During raids, enemies come from the woods and storm your station with all they have.

You’ll end up spending a hundred bullets every time your station gets raided by rebels, which would be enough to kill an army if headshots were guaranteed kills, for example, or even if each enemy took 3 body-shots to kill, instead of the potential 5.

To make up for pistols being awful, grenades are very effective. Many games somehow manage to make grenades feel like confetti that barely does anything, but that’s not the case with Contraband Police. Throw out one of these bad boys, and you won’t be disappointed by the damage. Being on the receiving end of one of them, however, does not feel as fun!

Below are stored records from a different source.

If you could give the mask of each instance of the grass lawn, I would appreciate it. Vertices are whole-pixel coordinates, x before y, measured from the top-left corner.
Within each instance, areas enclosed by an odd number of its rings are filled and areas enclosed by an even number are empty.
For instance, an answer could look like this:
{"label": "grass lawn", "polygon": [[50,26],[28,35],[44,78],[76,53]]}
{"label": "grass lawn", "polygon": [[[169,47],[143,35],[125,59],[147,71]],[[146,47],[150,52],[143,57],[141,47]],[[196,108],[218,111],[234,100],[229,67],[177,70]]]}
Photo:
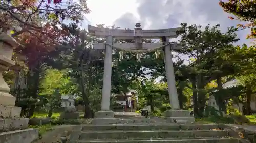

A visual representation of what Bruno Mars meant when he said “I’d catch a grenade for ya”.


There isn’t too much that can be said without avoiding spoilers, and you’ll find none of those here. However, what’s certain is that there is a story, and playthroughs normally take 10 hours, more or less, depending on how much you focus on completing missions and progressing through the storyline.

The plot isn’t very deep or complex, but just the fact that one exists is acceptable for simulator games. Whether you want to or not, the game leads you through it but it does so “gently”, so it never really feels forced to go through it but rather natural instead.

As you progress through missions, you will encounter members of the resistance that will try to recruit you into their ranks, and you’ll have a choice between “joining the cause” or staying true to your country. Choices you make impact the ending, so it’s worth taking a moment or two to think about it.

Contraband Police Review

Milan Solarov



Overall, the game is a decent way to kill time, and I did find it very enjoyable to perform checkups and break down cars to atoms at the slightest doubt the driver is a smuggler. Clunky functionality and not-the-best graphics get in the way of a higher score, but there are certainly worse sims you can play.